I’ve got a long article in Nature this week on Jeff Lichtman (of Brainbow fame) and the birth of connectomics, which seeks to construct a complete wiring diagram of the brain:
At first glance, Jeff Lichtman seems to be hanging long strips of sticky tape from the walls of his Harvard lab. The tape flutters in the breeze from the air-conditioner. But closer inspection reveals that this is not tape: it is the brain of a mouse, rendered into one long, delicate strip of tissue and fixed onto a plastic film. When the film is tilted to the light, the tissue becomes visible, like the smear of a greasy fingerprint.

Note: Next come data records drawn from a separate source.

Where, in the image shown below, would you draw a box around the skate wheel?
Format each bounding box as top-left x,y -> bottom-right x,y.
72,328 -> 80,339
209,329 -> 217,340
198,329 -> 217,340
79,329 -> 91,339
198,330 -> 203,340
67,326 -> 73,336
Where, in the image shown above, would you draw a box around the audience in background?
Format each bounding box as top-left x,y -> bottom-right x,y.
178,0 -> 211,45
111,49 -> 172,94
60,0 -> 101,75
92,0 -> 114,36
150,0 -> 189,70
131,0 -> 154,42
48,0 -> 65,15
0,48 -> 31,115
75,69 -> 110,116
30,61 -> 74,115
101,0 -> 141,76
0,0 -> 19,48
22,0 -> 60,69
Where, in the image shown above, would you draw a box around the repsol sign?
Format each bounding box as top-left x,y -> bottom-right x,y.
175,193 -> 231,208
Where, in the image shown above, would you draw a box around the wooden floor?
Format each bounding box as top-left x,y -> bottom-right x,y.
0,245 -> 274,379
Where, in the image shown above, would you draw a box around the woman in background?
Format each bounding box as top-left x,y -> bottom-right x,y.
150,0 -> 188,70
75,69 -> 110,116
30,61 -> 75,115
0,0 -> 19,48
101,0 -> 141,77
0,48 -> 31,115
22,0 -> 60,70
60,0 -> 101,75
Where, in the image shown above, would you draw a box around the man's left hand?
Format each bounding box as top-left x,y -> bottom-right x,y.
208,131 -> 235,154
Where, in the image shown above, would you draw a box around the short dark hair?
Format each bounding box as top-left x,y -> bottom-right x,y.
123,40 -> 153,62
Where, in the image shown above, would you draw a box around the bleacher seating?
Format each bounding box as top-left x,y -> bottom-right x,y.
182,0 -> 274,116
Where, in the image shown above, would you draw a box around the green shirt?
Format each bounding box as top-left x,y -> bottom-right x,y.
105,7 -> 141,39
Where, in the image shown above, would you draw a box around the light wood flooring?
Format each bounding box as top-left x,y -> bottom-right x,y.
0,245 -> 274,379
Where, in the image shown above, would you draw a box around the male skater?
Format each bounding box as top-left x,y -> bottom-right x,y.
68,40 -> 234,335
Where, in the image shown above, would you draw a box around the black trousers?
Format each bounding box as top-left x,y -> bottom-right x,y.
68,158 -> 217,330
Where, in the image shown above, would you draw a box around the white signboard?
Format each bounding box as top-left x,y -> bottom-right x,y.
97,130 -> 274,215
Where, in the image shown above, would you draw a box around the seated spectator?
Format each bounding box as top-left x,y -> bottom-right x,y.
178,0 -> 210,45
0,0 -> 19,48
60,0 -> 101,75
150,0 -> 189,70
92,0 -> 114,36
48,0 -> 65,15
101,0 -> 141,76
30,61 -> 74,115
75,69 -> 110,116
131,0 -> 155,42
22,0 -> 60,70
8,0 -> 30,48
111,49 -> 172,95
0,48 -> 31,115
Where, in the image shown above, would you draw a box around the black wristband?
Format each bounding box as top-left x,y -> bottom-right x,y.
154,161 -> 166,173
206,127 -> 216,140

These smudges are the creation of a new brain-slicing machine invented by Lichtman, a molecular and cellular biologist at Harvard University, along with Kenneth Hayworth, a graduate student at the University of Southern California, Los Angeles. Called the automatic tape-collecting lathe ultramicrotome (ATLUM), the machine resembles an old-fashioned film projector with two large reels. At its centre is a fixed diamond blade that cuts continuously into a rotating mouse brain, much like an apple parer. The end result is a seamless sliver of tissue, less than 10 nanometres thick and around 5 metres long, that is deposited on the plastic film spinning around the spools.
Although Lichtman appreciates the technical precision of the ATLUM — “That’s a real diamond!” he says — he is most excited about its scientific potential. Researchers in his lab are starting to put these slices under an electron microscope to visualize the intricate web of connections between neighbouring neurons. Lichtman eventually hopes to have a ‘farm’ of several dozen such microscopes scanning tissue around the clock. Even then it would take months, if not years, to capture all the connections in the strip from a single brain. “When you cut the brain this thin, there’s just such a massive amount to see,” he says. “It does require us to think about imaging on a different scale.”

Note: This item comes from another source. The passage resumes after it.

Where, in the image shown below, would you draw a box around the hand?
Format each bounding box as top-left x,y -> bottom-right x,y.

Lichtman likes to think on a different scale. In recent years, he has become a leading proponent of a new field that is working to create a connectome, a complete map of neural wiring in the mammalian brain. Currently, such a map exists only for the nematode Caenorhabditis elegans, which has 302 neurons. The adult human brain, in contrast, contains 100 billion neurons and several trillion synaptic connections. “I know the goal sounds daunting,” Lichtman says. He insists that such a wiring diagram is an essential undertaking, because it will allow scientists to see, for the first time, the path that information takes as it is shuttled from cell to cell, and how all these cells and the information they transmit weave together to create a conscious brain.

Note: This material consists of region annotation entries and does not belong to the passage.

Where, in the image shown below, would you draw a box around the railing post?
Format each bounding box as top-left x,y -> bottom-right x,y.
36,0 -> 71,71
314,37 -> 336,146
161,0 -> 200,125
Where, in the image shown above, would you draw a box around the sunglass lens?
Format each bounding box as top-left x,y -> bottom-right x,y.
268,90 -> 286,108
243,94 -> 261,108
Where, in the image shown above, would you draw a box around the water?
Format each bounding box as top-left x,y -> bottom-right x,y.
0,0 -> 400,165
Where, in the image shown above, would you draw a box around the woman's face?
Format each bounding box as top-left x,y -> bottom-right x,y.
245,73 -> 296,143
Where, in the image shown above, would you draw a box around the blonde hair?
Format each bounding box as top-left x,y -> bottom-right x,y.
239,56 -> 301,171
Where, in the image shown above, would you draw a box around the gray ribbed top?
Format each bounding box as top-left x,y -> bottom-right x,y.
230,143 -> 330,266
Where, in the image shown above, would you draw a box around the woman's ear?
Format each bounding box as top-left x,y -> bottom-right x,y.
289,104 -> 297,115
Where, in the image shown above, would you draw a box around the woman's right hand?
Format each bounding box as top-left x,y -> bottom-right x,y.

I’m especially interested in Lichtman’s contention that the standard deductive model of modern science – generate a theory and then find a way to test it – isn’t adequate for solving the brain. Instead, he argues that neuroscience needs to return to the inductive approach of Victorian science, so that scientists begin by carefully observing the brain and only then generate testable ideas. (Darwin, for instance, was an inductivist.) The basic idea is that the brain is so complicated an organ that it’s nearly impossible to generate decent theories a priori.